Posted by: bobby | November 19, 2007 at 06:28 AM
The EVDO fee is free for browsing the store and Wikipedia. PDF's and a few other formats can be transfered via the email or some cases using the included USB cable. The keyboard is for searching the store, wiki searches and some other things.
Posted by: Michael Long | November 19, 2007 at 01:35 PM
Nice overview.
"For years I've extolled Apple to venture into the ebook market."
Extoll means praise. Maybe you were thinking of exhort?
I'd like to see Apple make it easy to put documents on the iPhone/Touch, too. It looks like this may come as a feature of the new Notes, connected with Leopard's Mail. You could then browse any documents with specialized formatting and graphics using the resolution independent multi-touch display, whether created from desktop documents, PDFs, Guttenburg books, or perhaps bought online through iTunes (even wirelessly).
Posted by: danieleran | November 19, 2007 at 06:22 PM
Daniel, To paraphrase a famous Italian philosopher, "I don't think that word means what I think it means." Shows what happens when I try to get fancy.

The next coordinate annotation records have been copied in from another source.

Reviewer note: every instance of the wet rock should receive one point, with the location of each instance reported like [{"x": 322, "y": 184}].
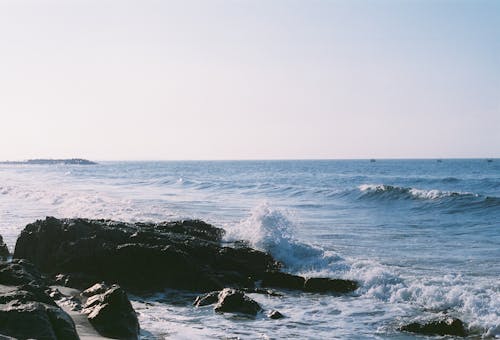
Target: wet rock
[
  {"x": 26, "y": 309},
  {"x": 4, "y": 250},
  {"x": 184, "y": 255},
  {"x": 19, "y": 272},
  {"x": 324, "y": 285},
  {"x": 263, "y": 291},
  {"x": 275, "y": 315},
  {"x": 110, "y": 312},
  {"x": 235, "y": 301},
  {"x": 206, "y": 299},
  {"x": 75, "y": 280},
  {"x": 282, "y": 280},
  {"x": 98, "y": 288},
  {"x": 445, "y": 326}
]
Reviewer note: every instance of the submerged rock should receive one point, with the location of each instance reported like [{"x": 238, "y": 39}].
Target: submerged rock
[
  {"x": 446, "y": 326},
  {"x": 235, "y": 301},
  {"x": 26, "y": 310},
  {"x": 313, "y": 285},
  {"x": 206, "y": 299},
  {"x": 282, "y": 280},
  {"x": 110, "y": 312},
  {"x": 323, "y": 285},
  {"x": 4, "y": 250},
  {"x": 19, "y": 272},
  {"x": 184, "y": 255},
  {"x": 274, "y": 314}
]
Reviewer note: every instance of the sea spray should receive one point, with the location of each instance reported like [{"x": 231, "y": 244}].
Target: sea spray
[{"x": 271, "y": 230}]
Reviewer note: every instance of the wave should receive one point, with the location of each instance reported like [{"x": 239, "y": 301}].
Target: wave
[
  {"x": 455, "y": 199},
  {"x": 271, "y": 230},
  {"x": 473, "y": 300}
]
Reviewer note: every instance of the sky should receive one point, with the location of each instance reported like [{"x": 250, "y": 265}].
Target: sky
[{"x": 249, "y": 79}]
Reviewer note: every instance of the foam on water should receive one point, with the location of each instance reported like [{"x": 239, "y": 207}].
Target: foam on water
[
  {"x": 346, "y": 228},
  {"x": 271, "y": 230},
  {"x": 474, "y": 300}
]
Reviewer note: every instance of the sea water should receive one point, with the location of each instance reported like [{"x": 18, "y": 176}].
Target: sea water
[{"x": 421, "y": 236}]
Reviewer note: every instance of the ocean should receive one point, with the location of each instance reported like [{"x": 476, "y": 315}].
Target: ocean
[{"x": 421, "y": 236}]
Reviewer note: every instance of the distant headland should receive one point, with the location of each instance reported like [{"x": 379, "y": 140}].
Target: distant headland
[{"x": 42, "y": 161}]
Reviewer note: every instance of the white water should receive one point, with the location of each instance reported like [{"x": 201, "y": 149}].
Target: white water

As to your other comments, I agree, though there may be a few other solutions ahead. One is obviously the forthcoming iPhone SDK. Perhaps Mobipocket or one of the other ebook vendors will see an opportunity and do a port of their reader.
Another is the downloadable "package" format Apple is rumored to be proposing for web content, which allows HTML, scripts, and images to be bundled up and downloaded to a phone for offline use. A few simple scripts and you could use Safari to read multi-page HTML documents with ease.